Scrapy -- 04

Last Update:2014-10-07 Source: Internet

Author: User

Developer on Alibaba Coud: Build your first app with APIs, SDKs, and tutorials on the Alibaba Cloud. Read more ＞

The translation documentation on the official website is of good quality. I am looking at my own translation, tat.

Spider

ClassScrapy. Spider. Spider # There are several other manuals on the official website, such as crawlspider. But I still feel that this is a lot of work. The ratio of use on GitHub is 30000 to 4300. If crawlspider is easier to use, please let us know.
Spider is the simplest spider. Each other spider must inherit from this class (including other spider that comes with scrapy and your own spider ). Spider does not provide any special functions. It only requests the given start_urls/start_requests and calls the parse method of spider Based on the returned result (resulting responses.

Closed (Reason)
This function is called when the spider is disabled. This method provides a shortcut to call signals. Connect () to listen to the spider_closed signal.
Log (Message[,Level,Component])
Use the scrapy. log. MSG () method to record (log) messages. The spider name attribute is automatically included in the log. For more data, seeLogging.
Parse (response)
When response does not specify a callback function, this method is the default method for scrapy to process the downloaded response.
Parse is responsible for processing response and returning processed data and (/or) Follow-up URLs. Spider has the same requirements for callback functions of other requests.
This method and its request callback function must return an iteratable object containing the request and (or) item.

Parameters: Response(Response)-response for analysis
Make_requests_from_url (URL)
This method accepts a URL and returns the request object for crawling. This method is called by start_requests () during request initialization and is also used to convert the URL to request.
If the request object returned by this method is not overwritten by default, parse () is used as the callback function, and the dont_filter parameter is also set to enabled. (For more information, see request ).
Start_requests ()(Notes for login verification: The hour is a small number. Be careful with the seal !!)
This method must return an iterable object ). This object contains the first request that spider uses to crawl.
This method is called when the spider starts crawling without specifying a URL. When a URL is specified, make_requests_from_url () is called to create a request object. This method is called only once by scrapy, so you can implement it as a generator.
The default implementation of this method is to generate a request using the start_urls URL.
If you want to modify the request object that originally crawled a website, you can override this method. For example, if you need to log on to a website using post at startup, you can write as follows:
```
def start_requests(self):    return [scrapy.FormRequest("http://www.example.com/login",                               formdata={‘user‘: ‘john‘, ‘pass‘: ‘secret‘},                               callback=self.logged_in)]def logged_in(self, response):    # here you would extract links to follow and return Requests for    # each of them, with another callback    pass
```
Start_urls
URL list. If no specific URL is specified, the spider crawls from the list. Therefore, the URL of the first retrieved page will be one of the list.
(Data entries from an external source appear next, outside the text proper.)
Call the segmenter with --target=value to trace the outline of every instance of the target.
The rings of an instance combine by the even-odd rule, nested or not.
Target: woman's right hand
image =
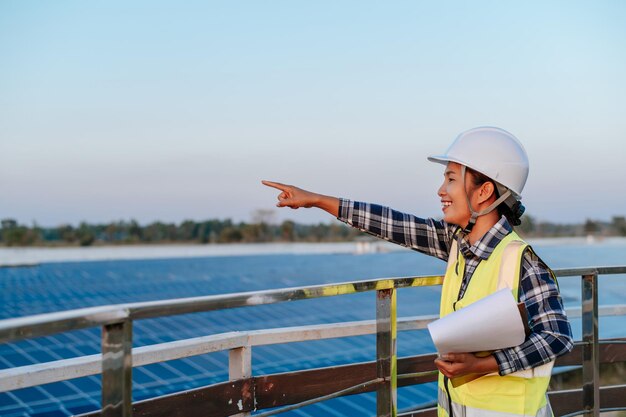
[[[293,185],[281,184],[279,182],[261,181],[261,183],[280,190],[276,207],[291,207],[292,209],[319,207],[335,217],[338,216],[339,199],[335,197],[312,193]]]

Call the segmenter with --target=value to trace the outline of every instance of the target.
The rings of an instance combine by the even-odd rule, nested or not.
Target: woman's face
[[[471,217],[466,196],[473,193],[466,192],[463,187],[461,165],[456,162],[448,162],[443,177],[443,184],[437,191],[437,195],[441,197],[443,220],[464,227]],[[471,178],[466,172],[465,188],[468,188],[468,184],[471,184]]]

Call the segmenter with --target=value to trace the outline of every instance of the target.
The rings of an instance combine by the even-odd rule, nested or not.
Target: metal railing
[[[559,277],[582,277],[583,410],[581,414],[599,416],[598,276],[626,273],[626,266],[561,269],[555,272]],[[102,415],[107,417],[128,417],[132,415],[131,375],[133,365],[137,366],[160,360],[170,360],[204,353],[202,349],[196,349],[190,352],[189,346],[178,346],[180,349],[174,354],[173,351],[176,351],[176,348],[169,344],[168,349],[162,349],[161,351],[161,353],[167,352],[164,356],[159,357],[159,355],[156,354],[153,355],[152,359],[146,359],[145,357],[150,356],[150,347],[137,348],[134,349],[135,352],[133,352],[132,349],[132,323],[134,320],[376,291],[375,323],[363,322],[358,325],[353,324],[352,327],[344,324],[344,330],[348,328],[350,330],[347,332],[335,332],[336,335],[334,336],[329,336],[329,334],[332,333],[331,329],[337,328],[335,325],[323,325],[326,326],[325,328],[318,326],[319,329],[317,330],[320,331],[320,334],[326,331],[326,336],[328,337],[344,337],[356,334],[367,334],[373,330],[372,327],[375,327],[376,377],[368,383],[376,385],[377,415],[396,416],[396,388],[398,381],[396,336],[399,324],[405,328],[423,328],[425,323],[433,319],[433,317],[419,318],[421,321],[419,321],[420,324],[417,326],[411,320],[398,321],[396,317],[396,290],[399,288],[440,285],[442,279],[442,276],[425,276],[353,281],[330,285],[129,303],[21,317],[0,321],[0,343],[101,326],[102,355],[100,358],[100,370],[102,373]],[[613,313],[624,313],[624,307],[622,306],[612,309],[608,308],[607,312],[608,310]],[[359,326],[361,326],[360,330],[356,330]],[[366,332],[367,326],[369,327]],[[286,333],[283,335],[285,334]],[[266,339],[277,336],[276,334],[271,334],[271,332],[263,334],[263,331],[257,332],[257,335],[260,338],[265,337]],[[231,336],[234,337],[235,335]],[[238,336],[241,335],[238,334]],[[247,334],[246,337],[250,337],[250,334]],[[298,340],[312,340],[315,338],[319,337],[313,335],[310,339],[303,338]],[[289,337],[287,337],[287,339],[289,339]],[[284,343],[286,341],[296,340],[283,339],[282,341],[278,341],[278,343]],[[199,345],[207,346],[206,342],[207,341],[204,340],[200,342]],[[246,343],[246,341],[241,343],[241,340],[239,342],[239,344],[235,343],[230,346],[228,343],[225,343],[222,348],[222,350],[230,349],[229,377],[233,380],[251,376],[251,344]],[[249,342],[249,340],[247,340],[247,342]],[[177,342],[172,343],[176,344]],[[154,353],[154,351],[152,353]],[[142,357],[142,354],[144,355],[144,359],[135,361],[135,364],[133,364],[133,356]],[[88,372],[93,372],[94,370],[97,372],[98,367],[93,366],[94,362],[97,362],[97,358],[93,356],[89,357],[90,359],[88,361],[83,360],[82,364],[75,363],[73,365],[80,369],[86,367],[89,369]],[[153,362],[150,362],[150,360]],[[76,359],[66,361],[67,364],[71,361],[76,361]],[[86,366],[85,362],[90,362],[92,366]],[[30,365],[30,367],[30,369],[21,369],[22,375],[24,372],[32,372],[34,370],[38,370],[41,375],[49,371],[49,367],[47,367],[46,364]],[[15,389],[10,388],[10,381],[11,378],[13,378],[13,384],[15,384],[16,378],[19,379],[20,368],[17,369],[18,371],[11,369],[0,371],[0,388],[3,388],[3,390],[6,390],[4,388],[7,387],[9,389]],[[52,378],[52,380],[59,380],[54,379],[58,378],[58,375],[53,374],[54,372],[48,372],[48,382],[52,382],[50,378]],[[85,373],[85,375],[87,374],[89,373]],[[78,376],[81,375],[73,375],[72,378]],[[70,377],[63,379],[70,379]],[[2,385],[3,383],[5,384],[4,386]],[[352,388],[353,390],[361,389],[362,384]],[[350,390],[347,389],[343,391],[345,392],[341,392],[340,395],[344,395]],[[320,398],[325,399],[326,397],[328,396],[322,396]],[[311,401],[308,401],[307,403],[310,402]],[[270,414],[267,413],[266,415]]]

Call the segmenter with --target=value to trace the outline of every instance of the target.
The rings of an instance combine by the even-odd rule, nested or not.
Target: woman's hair
[[[475,187],[479,187],[486,182],[490,182],[493,184],[493,189],[496,194],[496,198],[500,197],[500,193],[498,192],[498,186],[494,180],[492,180],[488,176],[481,174],[480,172],[475,171],[471,168],[467,168],[467,172],[470,173],[470,176],[472,177],[472,184],[474,184]],[[526,210],[526,208],[522,205],[520,201],[517,201],[513,205],[513,207],[509,207],[503,201],[502,203],[498,204],[497,209],[498,209],[498,214],[500,216],[506,217],[506,219],[512,226],[519,226],[520,224],[522,224],[522,220],[520,218],[522,217],[522,214],[524,214],[524,211]]]

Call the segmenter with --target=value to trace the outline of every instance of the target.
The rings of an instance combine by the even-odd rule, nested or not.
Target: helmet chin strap
[[[463,181],[463,189],[465,189],[465,171],[466,171],[465,165],[461,165],[461,179]],[[491,203],[489,207],[481,211],[474,211],[474,209],[472,208],[472,202],[470,201],[469,195],[467,194],[467,191],[466,191],[465,198],[467,198],[467,206],[470,209],[471,216],[470,216],[469,223],[467,223],[467,226],[463,228],[461,233],[463,233],[464,235],[470,234],[470,232],[474,228],[474,225],[476,224],[476,220],[478,219],[478,217],[484,216],[487,213],[491,213],[496,207],[498,207],[500,203],[502,203],[504,200],[506,200],[510,196],[511,196],[511,190],[507,189],[504,193],[502,193],[500,197],[498,197],[496,201]]]

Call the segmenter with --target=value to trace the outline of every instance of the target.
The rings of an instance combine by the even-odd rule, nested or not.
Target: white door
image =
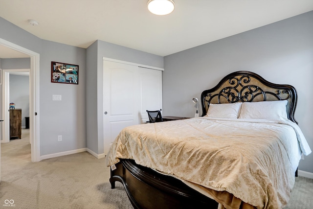
[[[137,124],[138,66],[103,61],[104,154],[124,127]]]
[[[146,110],[160,110],[162,113],[162,71],[138,68],[140,79],[140,119],[149,121]]]

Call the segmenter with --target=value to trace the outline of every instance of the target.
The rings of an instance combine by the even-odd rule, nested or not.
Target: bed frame
[[[293,122],[297,104],[297,92],[289,85],[275,84],[249,71],[239,71],[223,78],[212,89],[201,94],[202,115],[210,103],[254,102],[287,100],[287,116]],[[189,187],[180,181],[160,174],[150,168],[137,164],[129,159],[120,159],[116,169],[111,169],[111,187],[116,181],[125,188],[135,209],[217,209],[218,204]],[[296,176],[297,172],[296,172]]]

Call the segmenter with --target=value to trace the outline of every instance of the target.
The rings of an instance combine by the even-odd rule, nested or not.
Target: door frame
[[[40,70],[40,54],[37,52],[27,49],[20,46],[0,38],[0,45],[3,45],[17,51],[28,54],[30,57],[30,70],[29,70],[29,137],[31,140],[31,162],[37,162],[40,161],[40,125],[38,116],[39,113],[39,70]],[[5,75],[2,70],[2,75]],[[3,77],[2,79],[5,78]],[[5,81],[3,79],[3,81]],[[2,84],[3,85],[3,84]],[[5,88],[2,86],[2,98]],[[5,110],[6,106],[5,99],[2,99],[2,116],[7,113]],[[5,130],[5,124],[7,121],[2,123],[2,130]],[[2,139],[5,138],[2,131]]]

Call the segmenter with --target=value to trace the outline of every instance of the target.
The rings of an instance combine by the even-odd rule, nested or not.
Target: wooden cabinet
[[[22,139],[22,109],[10,110],[10,138]]]

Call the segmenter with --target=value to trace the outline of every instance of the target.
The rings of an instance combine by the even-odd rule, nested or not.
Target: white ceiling
[[[164,16],[151,14],[148,0],[0,0],[0,15],[44,40],[83,48],[100,40],[164,56],[313,10],[313,0],[174,0]]]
Subsequent URLs will be extracted from the obtained data.
Allowed_domains
Optional. Contains the list of domain names allowed to be crawled by Spider ). When offsitemiddleware is enabled, URLs with domain names not in the list will not be followed up. (Be sure to pay attention, otherwise you will not know how to kneel down, the prompt of DEBUG is very bad .)
Name
A string that defines the name of a spider ). The spider name defines how scrapy locates (and initializes) spider, so it must be unique. However, you can generate multiple identical spider instances without any restrictions. Name is the most important attribute of SPIDER and is required.
If the spider crawls a single website (single domain), a common practice is to name the spider with the website (domain) (with or without a suffix. For example, if a spider crawls mywebsite.com, the spider is usually named mywebsite.

Parameters:	Response(Response)-response for analysis

The preceding figure is composed of scrapy. Spider. The parse method must return the iteratable objects of the request and item. The returned item can be understood. Why do we need to return the request? In fact, scrapy calls the parse method of spider, iterates the obtained object, and executes the callback function of the object. For details about the scrapy architecture, we recommend this blog: http://blog.csdn.net/frylion/article/details/8558538.

With the above features, we can perform recursive crawling and other operations. For example. Like this:

# To be improved, the boss won't let us talk about the details t_tdef parse (self, response): for I in response. XPath (XPath expression): url = chapter URL yield scrapy. request (URL, callback = self. parse_page2) def parse_page2 (self, response): # This wowould log http://www.example.com/some_page.html self. log ("visited % s" % response. URL)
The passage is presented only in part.